Internal · Benchmarks Plan · Apr 2026
mgraph · msearch

A zero-boundary database architecture.

From wire to GPU on Apple Silicon.
Treating data flows as a compute primitive.

Jordan Rancie · Principal 01
Opening · the two technologies

Two technologies. One architecture.

mgraph concept art
mgraph

A data engine for complex data structures — trees, graphs, streams, tensors, tables, vectors.

Structure-aware. Zero-copy from network to compute. mgraph is data collaboration as a primitive.

msearch concept art
msearch

Vector and relational database built for Apple Silicon’s unified memory.

Treats the GPU as primary compute. CPU and GPU on shared memory for a previously unseen class of operations.

Opening · the combined architecture

A direct line from wire to GPU.

Together, they provide a direct line from wire to GPU compute that was previously impossible.

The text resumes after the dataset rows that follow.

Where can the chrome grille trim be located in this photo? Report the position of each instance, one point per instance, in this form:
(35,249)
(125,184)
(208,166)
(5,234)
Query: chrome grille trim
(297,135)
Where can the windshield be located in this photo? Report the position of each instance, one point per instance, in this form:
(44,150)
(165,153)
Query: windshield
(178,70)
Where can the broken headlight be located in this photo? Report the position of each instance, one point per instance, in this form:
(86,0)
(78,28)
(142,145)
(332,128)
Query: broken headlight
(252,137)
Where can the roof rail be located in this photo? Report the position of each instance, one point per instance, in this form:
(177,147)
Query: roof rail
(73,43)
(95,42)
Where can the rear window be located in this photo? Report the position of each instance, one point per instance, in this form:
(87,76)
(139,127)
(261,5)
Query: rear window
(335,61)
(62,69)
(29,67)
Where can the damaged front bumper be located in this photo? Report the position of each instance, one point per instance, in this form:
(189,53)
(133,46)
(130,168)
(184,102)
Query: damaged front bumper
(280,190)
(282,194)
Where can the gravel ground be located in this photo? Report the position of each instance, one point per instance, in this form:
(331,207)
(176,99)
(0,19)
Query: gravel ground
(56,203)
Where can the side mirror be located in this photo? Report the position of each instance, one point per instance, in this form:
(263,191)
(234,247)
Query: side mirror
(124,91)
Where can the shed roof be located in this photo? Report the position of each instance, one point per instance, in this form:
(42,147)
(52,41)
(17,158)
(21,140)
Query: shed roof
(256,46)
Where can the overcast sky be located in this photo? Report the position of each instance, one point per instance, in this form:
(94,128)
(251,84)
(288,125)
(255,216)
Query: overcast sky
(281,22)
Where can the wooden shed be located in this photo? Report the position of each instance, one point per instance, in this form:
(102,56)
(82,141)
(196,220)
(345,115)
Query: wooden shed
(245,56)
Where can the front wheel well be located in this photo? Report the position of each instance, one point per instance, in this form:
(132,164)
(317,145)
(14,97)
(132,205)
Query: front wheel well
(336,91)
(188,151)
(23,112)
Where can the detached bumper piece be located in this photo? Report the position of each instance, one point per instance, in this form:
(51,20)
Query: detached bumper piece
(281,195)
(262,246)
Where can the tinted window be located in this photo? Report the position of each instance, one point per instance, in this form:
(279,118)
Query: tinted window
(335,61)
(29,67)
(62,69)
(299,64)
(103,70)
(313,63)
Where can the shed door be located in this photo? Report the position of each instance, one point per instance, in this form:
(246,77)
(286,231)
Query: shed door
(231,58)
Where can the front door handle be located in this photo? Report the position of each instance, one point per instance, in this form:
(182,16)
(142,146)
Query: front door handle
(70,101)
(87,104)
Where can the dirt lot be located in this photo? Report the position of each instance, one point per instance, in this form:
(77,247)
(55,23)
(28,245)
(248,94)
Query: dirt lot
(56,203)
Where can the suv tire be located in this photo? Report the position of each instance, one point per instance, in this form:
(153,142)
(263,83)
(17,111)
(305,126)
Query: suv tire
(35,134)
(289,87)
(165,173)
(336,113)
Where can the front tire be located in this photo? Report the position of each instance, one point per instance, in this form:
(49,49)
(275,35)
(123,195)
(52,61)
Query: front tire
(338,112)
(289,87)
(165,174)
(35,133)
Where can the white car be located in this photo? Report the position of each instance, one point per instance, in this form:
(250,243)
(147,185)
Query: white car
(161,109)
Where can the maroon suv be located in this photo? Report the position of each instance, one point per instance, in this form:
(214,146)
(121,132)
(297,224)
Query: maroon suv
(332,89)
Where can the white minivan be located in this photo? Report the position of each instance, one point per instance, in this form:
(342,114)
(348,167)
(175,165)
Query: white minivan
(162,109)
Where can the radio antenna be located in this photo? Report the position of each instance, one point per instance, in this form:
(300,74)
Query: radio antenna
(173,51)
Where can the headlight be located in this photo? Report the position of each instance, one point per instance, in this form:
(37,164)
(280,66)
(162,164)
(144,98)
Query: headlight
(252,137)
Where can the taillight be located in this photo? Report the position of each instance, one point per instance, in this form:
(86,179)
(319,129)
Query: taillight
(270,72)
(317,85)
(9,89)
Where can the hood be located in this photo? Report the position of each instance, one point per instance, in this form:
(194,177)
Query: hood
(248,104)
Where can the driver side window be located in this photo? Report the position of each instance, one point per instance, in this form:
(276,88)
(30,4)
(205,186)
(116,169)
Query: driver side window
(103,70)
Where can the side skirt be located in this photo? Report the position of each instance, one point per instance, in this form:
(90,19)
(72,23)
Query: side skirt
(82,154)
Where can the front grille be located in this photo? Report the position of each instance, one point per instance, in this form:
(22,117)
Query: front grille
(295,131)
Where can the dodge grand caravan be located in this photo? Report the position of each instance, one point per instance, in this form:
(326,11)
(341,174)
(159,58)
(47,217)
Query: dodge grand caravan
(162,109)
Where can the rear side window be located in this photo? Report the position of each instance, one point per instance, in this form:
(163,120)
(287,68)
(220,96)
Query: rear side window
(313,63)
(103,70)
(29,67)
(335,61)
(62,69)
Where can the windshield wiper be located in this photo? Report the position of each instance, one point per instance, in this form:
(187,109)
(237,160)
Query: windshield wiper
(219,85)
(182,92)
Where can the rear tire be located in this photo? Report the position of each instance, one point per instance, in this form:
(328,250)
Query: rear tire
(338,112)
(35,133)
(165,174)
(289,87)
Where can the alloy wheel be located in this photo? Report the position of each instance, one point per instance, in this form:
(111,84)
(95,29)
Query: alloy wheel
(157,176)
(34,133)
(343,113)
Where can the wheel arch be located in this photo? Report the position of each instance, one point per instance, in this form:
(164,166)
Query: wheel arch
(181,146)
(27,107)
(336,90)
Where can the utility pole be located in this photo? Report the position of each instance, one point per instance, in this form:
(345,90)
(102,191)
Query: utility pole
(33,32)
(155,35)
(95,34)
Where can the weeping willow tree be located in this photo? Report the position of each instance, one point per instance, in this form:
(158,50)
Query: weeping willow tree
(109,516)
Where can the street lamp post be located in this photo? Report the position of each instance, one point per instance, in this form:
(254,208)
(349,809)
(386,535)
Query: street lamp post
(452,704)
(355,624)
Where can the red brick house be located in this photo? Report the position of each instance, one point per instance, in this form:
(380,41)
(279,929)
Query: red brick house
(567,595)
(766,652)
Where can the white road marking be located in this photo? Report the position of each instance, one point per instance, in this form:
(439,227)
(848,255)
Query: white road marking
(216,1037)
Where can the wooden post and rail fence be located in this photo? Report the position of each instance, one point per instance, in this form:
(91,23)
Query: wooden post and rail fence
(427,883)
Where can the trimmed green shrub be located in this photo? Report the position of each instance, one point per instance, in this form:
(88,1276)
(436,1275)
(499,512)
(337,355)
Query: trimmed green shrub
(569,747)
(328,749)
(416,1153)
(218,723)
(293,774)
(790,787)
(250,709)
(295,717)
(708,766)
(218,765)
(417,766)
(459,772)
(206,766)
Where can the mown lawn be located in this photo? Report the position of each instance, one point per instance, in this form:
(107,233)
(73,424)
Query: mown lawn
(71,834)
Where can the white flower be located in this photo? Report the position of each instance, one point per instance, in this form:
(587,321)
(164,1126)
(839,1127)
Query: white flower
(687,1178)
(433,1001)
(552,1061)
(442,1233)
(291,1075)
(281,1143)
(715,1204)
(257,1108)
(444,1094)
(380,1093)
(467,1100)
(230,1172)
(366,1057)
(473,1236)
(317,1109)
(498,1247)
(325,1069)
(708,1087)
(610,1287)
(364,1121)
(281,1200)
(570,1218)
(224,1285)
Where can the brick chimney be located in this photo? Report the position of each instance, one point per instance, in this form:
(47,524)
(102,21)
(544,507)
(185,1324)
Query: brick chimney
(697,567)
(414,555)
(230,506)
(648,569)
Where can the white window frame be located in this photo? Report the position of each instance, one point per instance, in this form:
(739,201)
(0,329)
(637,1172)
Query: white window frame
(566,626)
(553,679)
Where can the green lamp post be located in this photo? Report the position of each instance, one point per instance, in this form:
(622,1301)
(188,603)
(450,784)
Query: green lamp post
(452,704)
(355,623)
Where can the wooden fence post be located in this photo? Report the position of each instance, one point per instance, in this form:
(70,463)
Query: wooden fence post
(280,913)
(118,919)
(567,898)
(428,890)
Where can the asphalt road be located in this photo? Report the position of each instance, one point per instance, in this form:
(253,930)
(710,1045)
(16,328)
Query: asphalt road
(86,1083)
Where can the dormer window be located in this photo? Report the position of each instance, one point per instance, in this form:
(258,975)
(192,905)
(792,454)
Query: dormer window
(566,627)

Both are industry firsts. A structure-aware zero-copy data engine, and a database that treats the Apple Silicon GPU as primary compute. No existing system provides this path.

Pipeline comparison: conventional path versus mgraph zero-copy path from network buffer to GPU compute
Benchmarks plan

Measured in three parts.

Each leg benches the architectural claim it rests on.

Three legs of the benchmark plan: data layer, GPU layer, and parallel surface — overlapping spans across one shared substrate
I · DATA LEG

Zero serialisation from network to compute.

Structured payloads moved without translation at the boundary.

II · GPU LAYER

The first database built for Apple Silicon’s GPU.

On-device vector retrieval on hardware every developer already owns.

III · PARALLEL SURFACE

Coordinated CPU+GPU execution on shared memory.

A property unique to Apple’s unified memory architecture.

PART I · 01

The data leg.

Structure-aware, zero-copy delta propagation at message-broker throughput — with database-grade atomic guarantees across complex types.

Part I · Claim

Broker throughput.
Structured data.
Atomic Ops.

Delta propagation at Redis speeds, with database-like atomic commits on complex data types. No production system combines all of these today.

Part I · Positioning

Fast or structured. Today you pick one.

Throughput versus semantic atomicity across today’s systems.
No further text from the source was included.